Suffolk District Attorney Daniel F. Conley told a congressional panel Wednesday that high-tech titans Apple and Google have embraced encryption technology that will give criminals a “legal advantage’’ over the men, women, and children they victimize.
In comments prepared for an afternoon appearance before a House Committee on Oversight and Government Reform subcommittee, Conley said he and other members of the National District Attorneys Association have concluded that the companies have encrypted their products in a way that puts the information they contain beyond the reach of law enforcement investigations.

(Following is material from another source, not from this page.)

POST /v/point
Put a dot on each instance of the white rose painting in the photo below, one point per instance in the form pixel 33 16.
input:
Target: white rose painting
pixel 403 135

“In America, we often say that none of us is above the law,’’ Conley said in his prepared remarks. “But when unaccountable corporate interests place crucial evidence beyond the legitimate reach of our courts, they are in fact granting those who rape, defraud, assault, and even kill a profound legal advantage over victims and society.’’
Conley singled out Apple’s operating system known as iOS8 used on iPhones and iPads and Google’s operating system for mobile platforms. In both cases, he said, the companies have boasted that law enforcement cannot get user information even if prosecutors get a valid search warrant.

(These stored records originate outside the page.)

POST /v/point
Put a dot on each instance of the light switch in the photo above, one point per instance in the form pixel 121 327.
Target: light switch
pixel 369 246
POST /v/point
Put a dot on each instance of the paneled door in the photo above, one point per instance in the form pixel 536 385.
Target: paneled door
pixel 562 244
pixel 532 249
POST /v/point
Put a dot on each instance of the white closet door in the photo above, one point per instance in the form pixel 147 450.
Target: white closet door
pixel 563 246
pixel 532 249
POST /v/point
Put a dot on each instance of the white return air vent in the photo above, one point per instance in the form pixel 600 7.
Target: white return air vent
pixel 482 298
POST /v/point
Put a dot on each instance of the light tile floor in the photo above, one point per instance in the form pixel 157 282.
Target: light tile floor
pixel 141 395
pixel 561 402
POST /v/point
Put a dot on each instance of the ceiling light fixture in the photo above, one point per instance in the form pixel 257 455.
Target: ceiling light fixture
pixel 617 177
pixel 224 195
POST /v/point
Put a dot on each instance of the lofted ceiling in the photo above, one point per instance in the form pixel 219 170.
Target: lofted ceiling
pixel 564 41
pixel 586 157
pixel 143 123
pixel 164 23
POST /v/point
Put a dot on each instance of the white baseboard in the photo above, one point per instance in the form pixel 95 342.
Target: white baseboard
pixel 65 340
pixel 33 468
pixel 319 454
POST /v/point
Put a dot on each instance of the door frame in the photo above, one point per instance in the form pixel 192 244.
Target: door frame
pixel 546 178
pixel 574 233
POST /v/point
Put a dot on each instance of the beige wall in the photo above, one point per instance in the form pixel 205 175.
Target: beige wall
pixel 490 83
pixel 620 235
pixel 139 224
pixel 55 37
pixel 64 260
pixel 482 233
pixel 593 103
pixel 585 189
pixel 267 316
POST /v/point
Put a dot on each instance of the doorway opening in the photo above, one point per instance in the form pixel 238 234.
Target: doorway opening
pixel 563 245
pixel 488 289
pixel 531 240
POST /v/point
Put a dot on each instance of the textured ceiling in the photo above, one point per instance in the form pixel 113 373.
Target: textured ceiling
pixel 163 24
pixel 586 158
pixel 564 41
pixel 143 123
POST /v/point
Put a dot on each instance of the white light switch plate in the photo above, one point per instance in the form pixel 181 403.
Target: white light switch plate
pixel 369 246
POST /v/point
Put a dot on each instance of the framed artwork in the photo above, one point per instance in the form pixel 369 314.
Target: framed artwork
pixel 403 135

“We undertake these searches to solve crimes,’’ Conley said. “Let’s be very clear about who will benefit from it: the perpetrators of every violent, sexual, or financial crime in which hand-held technology is used. This isn’t rhetoric. It’s reality.’’

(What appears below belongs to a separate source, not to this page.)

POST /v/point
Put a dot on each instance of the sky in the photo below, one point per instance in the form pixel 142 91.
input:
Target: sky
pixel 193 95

He referred to a recent multi-jurisdictional child pornography investigation in which detectives thought the suspect was only recycling existing child pornography. But when investigators obtained his cellphone, they discovered he was creating new child pornography images.
“Human trafficking and commercial sexual exploitation of children is aided and abetted by the same technology,’’ Conley said, noting that the child pornographer is now serving a 45-year sentence. “Cases like this one, which re-victimize child rape victims every time a video clip is shared, have skyrocketed with the advent of faster, more powerful technology.’’
He also noted that in the death penalty trial of Boston Marathon bomber Dzhokhar Tsarnaev, some of the powerful evidence of Tsarnaev’s connection to the bombing came from cellphones.
Conley questioned the motives of the companies who boast about protecting the privacy of their customers, yet use the information gleaned from the use of their products for their own benefit.
“We don’t monitor what websites people visit, or aggregate data about people’s personal health, wealth, or shopping habits,’’ he said.
Conley and other witnesses are urging Congress to step in to ensure that law enforcement can get the information they need for criminal investigations. Other members of law enforcement, including the FBI, have raised concerns similar to Conley’s.